Tagada Jones, Trianon le 17 décembre 2021
Quel plaisir de reprendre le chemin d’une salle de concert digne de ce nom, après de nombreux mois de disette … et la menace d’une refermeture des lieux culturels qui plane sur cette fin d’année morose à cause du variant Omicron !
La salle se remplit doucement, pour la première des 2 dates parisiennes pour enfin fêter le dernier album des Tagada Jones, sorti à l’automne 2020. Je suis assez surpris de constater que les quinquas le disputent à des p’tits jeunes qui arborent des T-shirts aux couleurs de leurs héros … alors qu’ils n’étaient probablement pas nés lorsque le groupe faisait résonner ses premiers accords en 1993 à Rennes.
La première partie est assurée par les toulousains Punish Yourself. On pourrait qualifier leur musique de horror-groove-punk-indus-metal-electro qui fait penser à une version moderne de Sigue Sigue Sputnik (pour les vieux croutons comme moi …). Le groupe saute dans tous les sens et évolue dans la pénombre, ce qui permet d’apprécier leurs peintures de guerre stabilo-boss fluorescentes.
Le son est bon, je remarque plus particulièrement le batteur qui structure les morceaux de main de maître. Le chanteur à la crête et la chanteuse contrastent avec le crâne rasé des guitaristes ; ils sont particulièrement enthousiastes de refaire une scène après une longue interruption, et préparent idéalement l’arrivée des bretons.
La scène du Trianon accueille Tagada Jones, qui démarre sur les chapeaux de roue avec le titre éponyme de leur dernier album « A feu et à sang ». La scène est sobre, le son est très puissant et ça envoie du lourd, la voix papier de verre du chanteur complétant à merveille les guitares tranchantes.
Les morceaux, principalement extraits des 2 derniers albums studio, sont rapides, avec de gros riffs de guitares, et on retrouve les influences de leurs illustres ainés punks, aussi bien américains (Bad Religion) ou anglais (Sham 69) que les inspirations de la scène rock alternative française de la 2ème moitié des années 80 (Bérurier Noir, OTH, Parabellum) ; Tagada Jones chante en français, et le titre des chansons ne laisse d’ailleurs peu de doute sur la rage libertaire qui les anime … adaptée au contexte du début du XXIème siècle : « Je suis Démocratie », « Nous avons la rage », « La peste et le choléra ».

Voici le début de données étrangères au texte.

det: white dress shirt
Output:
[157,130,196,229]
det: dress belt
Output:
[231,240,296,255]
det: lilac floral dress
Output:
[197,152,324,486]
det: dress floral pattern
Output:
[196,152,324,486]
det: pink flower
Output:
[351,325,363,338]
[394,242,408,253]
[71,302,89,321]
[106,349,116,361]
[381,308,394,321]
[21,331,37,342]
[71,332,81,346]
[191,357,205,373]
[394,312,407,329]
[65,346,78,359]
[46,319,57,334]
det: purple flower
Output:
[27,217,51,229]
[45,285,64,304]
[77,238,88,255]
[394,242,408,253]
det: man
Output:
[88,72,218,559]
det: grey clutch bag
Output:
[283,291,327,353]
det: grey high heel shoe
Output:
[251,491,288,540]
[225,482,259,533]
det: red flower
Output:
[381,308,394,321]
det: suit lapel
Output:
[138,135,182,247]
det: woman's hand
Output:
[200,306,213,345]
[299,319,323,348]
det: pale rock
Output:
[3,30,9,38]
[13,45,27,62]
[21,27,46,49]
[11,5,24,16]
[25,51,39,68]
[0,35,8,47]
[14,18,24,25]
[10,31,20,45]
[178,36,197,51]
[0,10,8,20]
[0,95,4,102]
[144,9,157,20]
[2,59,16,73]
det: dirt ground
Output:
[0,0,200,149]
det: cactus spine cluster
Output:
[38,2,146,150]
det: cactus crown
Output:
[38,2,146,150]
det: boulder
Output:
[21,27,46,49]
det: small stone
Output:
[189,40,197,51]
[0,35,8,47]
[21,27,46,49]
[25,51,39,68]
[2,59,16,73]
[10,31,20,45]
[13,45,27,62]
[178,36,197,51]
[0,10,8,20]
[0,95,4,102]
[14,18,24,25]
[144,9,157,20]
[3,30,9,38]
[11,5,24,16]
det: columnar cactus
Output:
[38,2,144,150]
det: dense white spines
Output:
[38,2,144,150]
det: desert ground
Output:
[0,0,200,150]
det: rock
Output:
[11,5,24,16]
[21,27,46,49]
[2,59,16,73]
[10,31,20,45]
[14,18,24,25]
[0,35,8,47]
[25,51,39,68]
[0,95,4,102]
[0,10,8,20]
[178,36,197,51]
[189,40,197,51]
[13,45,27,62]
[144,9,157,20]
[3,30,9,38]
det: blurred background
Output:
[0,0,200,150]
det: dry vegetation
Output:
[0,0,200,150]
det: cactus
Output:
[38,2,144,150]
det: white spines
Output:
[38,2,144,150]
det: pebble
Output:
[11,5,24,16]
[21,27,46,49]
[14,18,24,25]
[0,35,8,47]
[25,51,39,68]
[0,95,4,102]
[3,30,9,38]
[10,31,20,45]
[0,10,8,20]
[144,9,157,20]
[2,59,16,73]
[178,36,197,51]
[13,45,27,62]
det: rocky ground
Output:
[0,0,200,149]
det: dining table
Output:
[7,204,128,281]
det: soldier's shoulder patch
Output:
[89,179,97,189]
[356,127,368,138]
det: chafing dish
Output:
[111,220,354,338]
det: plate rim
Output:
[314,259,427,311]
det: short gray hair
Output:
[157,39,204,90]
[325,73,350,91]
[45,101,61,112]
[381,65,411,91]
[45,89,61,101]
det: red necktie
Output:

Les Tagada Jones (leur nom a-t-il un quelconque rapport avec les fraises de l’industriel Haribo ?) invitent sur scène « Les bidons de l’an fer » qui, pour faire honneur à leur nom, accompagnent la chanson « Le dernier baril » de leurs percussions sur bidons.
Par moment, c’est un quatuor à cordes qui les rejoint sur scène … mais on ne peut pas vraiment dire que cela atténue la puissance que véhicule le groupe.
C’est maintenant le tour de la chanson « Vendredi 13 », en hommage aux victimes du Bataclan … et ça me parle forcément … A jamais gravé en moi (ho, ho-ho ho).
Puis vient l’hymne « Mort aux cons », tellement reconnaissable (les « la la, lala lala, lala lala lala lala … » chantés à tue-tête par le public), et dont le refrain résonne avec tellement d’acuité en ces temps troublés :
Ils sont bien loin les camarades !
Leur musique militaire est de retour, la chemise brune au gout du jour
Ils sont bien loin les camarades !
Le rouge vire au bleu marine et je dégueule leur doctrine !
Le groupe revient pour jouer un rappel et enchaine avec une reprise de Parabellum, en hommage à leur chanteur Schultz, mort en 2014. La boucle est (presque) bouclée … mais les Tagada Jones ne veulent pas que la fiesta se termine (même s’ils rejouent le lendemain dans la même salle) et refont encore 2 morceaux avant de libérer leur fan base dans le quartier de Montmartre.